翻译：最近，Kirkpatrick等人[ALT 2019]与Fallat等人[JMLR 2023]提出了无冲突教学模型，并证明其是满足Goldman-Mathias防共谋准则的最高效机器学习教学模型。对于概念类$\mathcal{C}$，教学映射$T$为每个概念$C \in \mathcal{C}$分配一个（教学）示例集$T(C)$。若任意两个概念均不与其教学集之并集一致，则该教学映射称为无冲突的。无冲突教学映射（NCTM）$T$的规模定义为所有教学集$T(C)$（$C \in \mathcal{C}$）的最大基数。概念类$\mathcal{C}$的无冲突教学维度NCTD$(\mathcal{C})$是$\mathcal{C}$所有NCTM的最小规模。NCTM$^+$与NCTD$^+(\mathcal{C})$的定义类似，但教师仅能使用正例。本文研究图$G$中所有球体构成的概念类$\mathcal{B}(G)$的NCTM与NCTM$^+$。
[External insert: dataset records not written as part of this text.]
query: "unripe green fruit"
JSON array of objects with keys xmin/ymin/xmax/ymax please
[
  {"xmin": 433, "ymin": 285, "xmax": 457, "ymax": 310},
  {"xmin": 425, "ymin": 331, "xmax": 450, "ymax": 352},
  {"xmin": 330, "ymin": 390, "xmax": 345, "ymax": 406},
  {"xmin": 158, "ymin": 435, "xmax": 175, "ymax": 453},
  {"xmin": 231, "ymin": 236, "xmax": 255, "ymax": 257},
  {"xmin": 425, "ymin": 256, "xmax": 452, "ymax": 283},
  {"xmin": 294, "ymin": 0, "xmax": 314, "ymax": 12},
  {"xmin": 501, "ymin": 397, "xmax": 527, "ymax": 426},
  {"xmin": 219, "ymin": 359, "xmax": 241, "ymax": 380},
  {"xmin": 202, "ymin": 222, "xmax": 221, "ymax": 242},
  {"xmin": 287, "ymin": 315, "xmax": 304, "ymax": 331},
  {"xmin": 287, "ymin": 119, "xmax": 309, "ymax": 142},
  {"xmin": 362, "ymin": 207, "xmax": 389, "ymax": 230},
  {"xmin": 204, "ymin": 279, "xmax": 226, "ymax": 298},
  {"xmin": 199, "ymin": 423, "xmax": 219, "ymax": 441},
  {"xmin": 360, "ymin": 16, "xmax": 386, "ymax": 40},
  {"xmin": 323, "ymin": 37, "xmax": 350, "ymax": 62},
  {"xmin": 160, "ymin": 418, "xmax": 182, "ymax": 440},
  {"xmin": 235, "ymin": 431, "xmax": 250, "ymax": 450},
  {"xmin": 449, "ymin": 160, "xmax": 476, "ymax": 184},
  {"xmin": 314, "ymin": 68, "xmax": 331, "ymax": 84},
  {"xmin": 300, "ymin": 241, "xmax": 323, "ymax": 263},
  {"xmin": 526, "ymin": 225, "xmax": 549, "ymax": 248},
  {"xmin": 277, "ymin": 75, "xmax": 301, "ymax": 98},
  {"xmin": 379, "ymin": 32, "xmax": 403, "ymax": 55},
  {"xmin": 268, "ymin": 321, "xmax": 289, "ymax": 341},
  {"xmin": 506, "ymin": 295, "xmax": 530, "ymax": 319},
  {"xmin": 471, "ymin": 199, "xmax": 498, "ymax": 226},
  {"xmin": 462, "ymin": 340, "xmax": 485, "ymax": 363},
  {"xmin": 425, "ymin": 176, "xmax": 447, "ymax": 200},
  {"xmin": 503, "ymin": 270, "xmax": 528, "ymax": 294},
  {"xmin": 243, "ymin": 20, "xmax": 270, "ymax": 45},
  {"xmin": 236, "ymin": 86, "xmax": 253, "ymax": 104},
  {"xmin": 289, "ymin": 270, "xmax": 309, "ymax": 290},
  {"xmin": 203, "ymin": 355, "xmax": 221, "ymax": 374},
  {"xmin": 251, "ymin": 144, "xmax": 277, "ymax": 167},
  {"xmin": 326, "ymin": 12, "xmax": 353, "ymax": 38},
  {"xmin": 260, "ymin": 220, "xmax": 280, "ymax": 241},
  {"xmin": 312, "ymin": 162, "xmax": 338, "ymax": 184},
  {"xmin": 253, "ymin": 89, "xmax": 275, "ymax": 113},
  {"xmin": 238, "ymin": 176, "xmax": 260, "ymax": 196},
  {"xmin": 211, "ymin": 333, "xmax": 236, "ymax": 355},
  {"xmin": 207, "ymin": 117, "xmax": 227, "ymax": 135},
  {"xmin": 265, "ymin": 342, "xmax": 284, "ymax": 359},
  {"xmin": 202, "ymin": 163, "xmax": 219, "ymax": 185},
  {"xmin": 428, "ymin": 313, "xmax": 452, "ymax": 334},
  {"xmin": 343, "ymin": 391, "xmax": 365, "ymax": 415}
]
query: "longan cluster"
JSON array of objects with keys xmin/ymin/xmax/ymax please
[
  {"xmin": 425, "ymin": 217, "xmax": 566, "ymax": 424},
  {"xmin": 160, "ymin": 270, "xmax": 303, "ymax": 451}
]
我们证明：对于分裂图、余二部图及二部图，NCTD$^+$对应的判定问题B-NCTD$^+$是NP完全问题。更令人惊讶的是，即使假设ETH（指数时间假设）成立，我们证明B-NCTD$^+$不存在$2^{2^{o(\text{vc})}}\cdot n^{O(1)}$时间复杂度的算法，也不存在能输出$2^{o(\text{vc})}$顶点规模核的核化算法，其中vc为图$G$的顶点覆盖数。我们通过匹配的上界结果对这些下界进行了补充。此类结果极为罕见：这是NP问题中第二个在vc参数下获得如此精确的双指数下界的问题，也是极少数能在核顶点数上获得基于ETH条件性下界的问题之一。对于树、区间图、环及环树结构，我们为$\mathcal{B}(G)$构建了规模与其VC维成比例的NCTM$^+$或NCTM；对于Gromov双曲图，我们设计了规模为2的近似NCTM$^+$。